OYUN YOKSA ŞİDDET VAR

1966’da psikiyatrist Dr. Stuart Brown, Amerika’nın ilk toplu silah katliamının failinin çocukluğunu incelerken onun hiç oyun oynamadığını öğreniyor. Bu bilgi Brown’ı oyunun sağlıklı birey gelişimindeki rolü hakkında daha fazla araştırma yapmaya itiyor. Cinayet suçundan Texas Huntsville Hapishanesi’nde cezasını çeken mahkûmlarla röportaj yapıyor.
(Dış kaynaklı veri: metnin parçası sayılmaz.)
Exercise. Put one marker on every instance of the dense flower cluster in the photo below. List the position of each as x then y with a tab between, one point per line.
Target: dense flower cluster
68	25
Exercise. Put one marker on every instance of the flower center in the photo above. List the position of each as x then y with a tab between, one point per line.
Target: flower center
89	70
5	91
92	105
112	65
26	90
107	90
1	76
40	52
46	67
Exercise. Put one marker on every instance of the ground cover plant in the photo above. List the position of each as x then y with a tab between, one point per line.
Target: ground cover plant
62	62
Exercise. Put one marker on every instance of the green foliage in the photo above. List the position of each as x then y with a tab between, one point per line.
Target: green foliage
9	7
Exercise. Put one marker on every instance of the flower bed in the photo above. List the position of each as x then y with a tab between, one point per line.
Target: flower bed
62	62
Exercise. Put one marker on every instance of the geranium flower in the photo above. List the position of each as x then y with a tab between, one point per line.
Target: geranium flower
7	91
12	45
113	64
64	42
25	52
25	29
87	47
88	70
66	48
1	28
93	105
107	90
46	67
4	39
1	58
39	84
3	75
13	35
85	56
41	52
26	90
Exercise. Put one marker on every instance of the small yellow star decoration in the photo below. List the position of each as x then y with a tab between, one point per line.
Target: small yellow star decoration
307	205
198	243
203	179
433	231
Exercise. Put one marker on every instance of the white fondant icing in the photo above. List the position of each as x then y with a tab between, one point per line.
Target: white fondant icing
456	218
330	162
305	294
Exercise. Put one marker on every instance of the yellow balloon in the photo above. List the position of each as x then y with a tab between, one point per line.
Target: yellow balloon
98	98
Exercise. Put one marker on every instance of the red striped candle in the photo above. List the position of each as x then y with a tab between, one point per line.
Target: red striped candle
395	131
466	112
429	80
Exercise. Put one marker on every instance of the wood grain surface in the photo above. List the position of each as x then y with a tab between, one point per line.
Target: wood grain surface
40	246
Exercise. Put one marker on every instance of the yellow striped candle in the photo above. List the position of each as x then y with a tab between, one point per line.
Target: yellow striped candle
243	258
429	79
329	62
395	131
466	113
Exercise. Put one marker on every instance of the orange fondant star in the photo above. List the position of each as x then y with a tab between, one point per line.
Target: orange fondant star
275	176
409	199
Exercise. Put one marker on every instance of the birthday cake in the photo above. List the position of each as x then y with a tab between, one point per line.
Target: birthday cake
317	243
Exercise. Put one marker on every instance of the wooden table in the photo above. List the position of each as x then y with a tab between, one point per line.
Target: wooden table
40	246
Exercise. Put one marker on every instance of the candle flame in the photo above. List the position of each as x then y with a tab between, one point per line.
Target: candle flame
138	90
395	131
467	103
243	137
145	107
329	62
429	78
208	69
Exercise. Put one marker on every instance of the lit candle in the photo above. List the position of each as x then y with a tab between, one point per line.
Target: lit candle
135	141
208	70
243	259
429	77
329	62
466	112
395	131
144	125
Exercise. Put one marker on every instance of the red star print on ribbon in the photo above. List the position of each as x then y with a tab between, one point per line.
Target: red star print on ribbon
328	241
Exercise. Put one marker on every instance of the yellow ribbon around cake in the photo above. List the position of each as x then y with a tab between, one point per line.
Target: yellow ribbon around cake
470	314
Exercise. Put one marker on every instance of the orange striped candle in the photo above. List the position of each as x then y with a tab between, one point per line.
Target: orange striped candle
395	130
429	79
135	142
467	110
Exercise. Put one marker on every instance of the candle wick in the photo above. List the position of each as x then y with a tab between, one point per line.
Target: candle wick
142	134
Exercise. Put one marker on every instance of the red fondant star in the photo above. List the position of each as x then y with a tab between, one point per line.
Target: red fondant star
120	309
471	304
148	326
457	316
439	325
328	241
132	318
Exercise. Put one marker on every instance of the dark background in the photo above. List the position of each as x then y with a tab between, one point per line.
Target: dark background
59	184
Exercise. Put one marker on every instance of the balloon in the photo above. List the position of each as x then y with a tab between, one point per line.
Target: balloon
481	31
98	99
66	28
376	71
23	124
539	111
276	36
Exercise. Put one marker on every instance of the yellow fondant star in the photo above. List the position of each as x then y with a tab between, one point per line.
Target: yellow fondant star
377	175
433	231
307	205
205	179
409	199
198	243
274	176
Mahkûmların çocuklukları hakkındaki bilgileri hapishane dışındaki popülasyonla karşılaştırdığında belirgin bir farkla hapishanedekilerin serbest oyun zamanlarının oldukça az olduğunu buluyor.
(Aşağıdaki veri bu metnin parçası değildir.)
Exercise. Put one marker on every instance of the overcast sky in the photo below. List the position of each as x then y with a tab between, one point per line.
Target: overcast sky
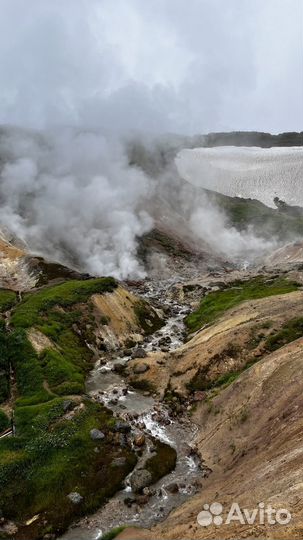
186	66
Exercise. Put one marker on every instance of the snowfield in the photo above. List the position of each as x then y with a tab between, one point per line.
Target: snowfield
249	172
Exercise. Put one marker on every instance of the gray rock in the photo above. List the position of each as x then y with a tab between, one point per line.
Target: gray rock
119	462
96	435
118	367
141	368
139	353
172	488
140	479
75	497
122	427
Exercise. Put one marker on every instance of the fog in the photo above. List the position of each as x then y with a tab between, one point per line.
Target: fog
80	79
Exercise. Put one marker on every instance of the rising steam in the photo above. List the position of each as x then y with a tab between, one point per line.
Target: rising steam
73	196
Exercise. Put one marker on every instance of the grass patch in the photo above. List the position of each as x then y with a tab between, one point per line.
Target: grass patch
57	456
4	421
289	332
52	454
29	311
147	317
215	304
7	299
110	535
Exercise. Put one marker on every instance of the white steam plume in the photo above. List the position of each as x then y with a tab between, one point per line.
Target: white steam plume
73	197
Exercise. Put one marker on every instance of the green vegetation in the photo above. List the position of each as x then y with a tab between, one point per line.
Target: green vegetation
7	299
290	331
110	535
53	456
66	294
147	317
53	453
4	421
215	304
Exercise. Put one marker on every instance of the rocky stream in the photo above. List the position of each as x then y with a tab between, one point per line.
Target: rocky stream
150	421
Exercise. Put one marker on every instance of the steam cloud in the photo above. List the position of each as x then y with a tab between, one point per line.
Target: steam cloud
71	195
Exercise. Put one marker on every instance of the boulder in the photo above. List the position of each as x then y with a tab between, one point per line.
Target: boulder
140	479
172	488
141	368
119	462
139	353
122	427
96	435
139	440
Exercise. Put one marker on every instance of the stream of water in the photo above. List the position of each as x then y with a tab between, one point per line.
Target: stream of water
146	415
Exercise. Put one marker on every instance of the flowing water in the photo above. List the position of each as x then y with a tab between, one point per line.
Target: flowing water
145	415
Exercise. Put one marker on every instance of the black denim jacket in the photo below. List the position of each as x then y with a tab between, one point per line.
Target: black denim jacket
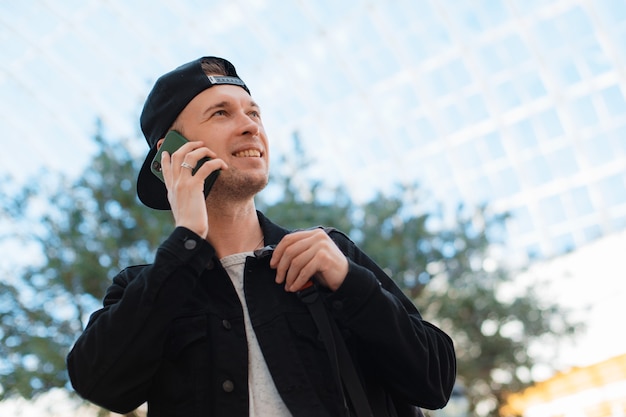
172	334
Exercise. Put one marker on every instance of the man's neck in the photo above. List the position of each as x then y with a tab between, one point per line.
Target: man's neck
234	229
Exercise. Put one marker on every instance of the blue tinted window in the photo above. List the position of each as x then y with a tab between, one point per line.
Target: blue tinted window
425	131
467	155
597	150
490	59
595	57
551	37
581	201
457	73
619	139
592	232
522	220
552	210
476	110
575	24
453	119
480	190
505	183
507	96
563	162
550	124
613	189
532	85
583	112
515	50
611	10
614	100
537	171
568	73
492	146
564	243
523	135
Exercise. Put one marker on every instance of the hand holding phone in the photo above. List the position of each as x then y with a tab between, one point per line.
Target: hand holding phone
173	141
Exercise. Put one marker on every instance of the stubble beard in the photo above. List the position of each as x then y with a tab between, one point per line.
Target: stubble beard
236	185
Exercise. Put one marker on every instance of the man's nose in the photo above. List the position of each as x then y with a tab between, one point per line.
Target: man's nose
248	125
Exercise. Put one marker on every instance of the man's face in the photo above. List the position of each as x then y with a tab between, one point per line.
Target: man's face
228	121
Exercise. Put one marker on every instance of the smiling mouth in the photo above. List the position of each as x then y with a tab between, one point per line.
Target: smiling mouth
248	153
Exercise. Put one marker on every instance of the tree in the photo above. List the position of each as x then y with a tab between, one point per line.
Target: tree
87	230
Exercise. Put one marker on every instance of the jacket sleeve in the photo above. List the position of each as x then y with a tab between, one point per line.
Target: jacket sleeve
413	358
112	362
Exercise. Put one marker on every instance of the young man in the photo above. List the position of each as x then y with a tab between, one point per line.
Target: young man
214	327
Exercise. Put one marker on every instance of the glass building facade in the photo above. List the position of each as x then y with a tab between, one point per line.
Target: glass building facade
518	103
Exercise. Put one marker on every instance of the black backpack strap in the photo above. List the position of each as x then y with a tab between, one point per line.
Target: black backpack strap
341	361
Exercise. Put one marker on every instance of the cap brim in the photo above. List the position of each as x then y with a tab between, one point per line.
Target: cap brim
150	189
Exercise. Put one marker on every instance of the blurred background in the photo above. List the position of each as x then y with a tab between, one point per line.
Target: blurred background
518	104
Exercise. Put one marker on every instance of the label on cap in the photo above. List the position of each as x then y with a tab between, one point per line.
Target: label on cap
225	80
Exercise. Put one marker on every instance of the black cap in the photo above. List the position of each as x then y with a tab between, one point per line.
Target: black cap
169	96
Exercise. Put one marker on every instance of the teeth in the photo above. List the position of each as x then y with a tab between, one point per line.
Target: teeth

Bunun üzerine çocukken serbest oyun zamanından mahrum kalmış olmak ile başkalarıyla güvene dayalı sosyal bağlar kuramamak arasında önemli bir bağlantı olduğu sonucuna varıyor (Brown, 2018). Peki nedir bu serbest oyun zamanı? Çocukların önderlik ettiği ve “kendi zevklerini, kurallarını ve deneyimlerini” yaratıp uygulayabildiği güvenli bir ortamda geçirdikleri zaman dilimi. Araştırmaları sonucunda Brown çocukların dünya hakkında kendilerine öğretilenleri içselleştirebilmeleri için her gün en az bir saat serbest oyun zamanı geçirmeleri gerektiği sonucuna varıyor. Ebeveynlerin, bakıcıların veya öğretmenlerin çocuklara eşlik ettiği “rehberli oyunlar” da çocuklar için iyi bir öğrenme yolu olsa da çocuğun içinden gelen “çocukça” oyununu kurabilmesi çok önemli.

Anne olduktan sonra fark ettim ki dünyadaki kötülükler oyun oynayamamış, çocukluklarını yaşayamamış çocuklar yüzünden. Bırakalım çocuklar oynasın.

* Nazım Hikmet’in yaşamaya dair şiirinden uyarlanmıştır.

KAYNAKÇA

Brown, S. L. (2009). Play: How it shapes the brain, opens the imagination, and invigorates the soul. Penguin.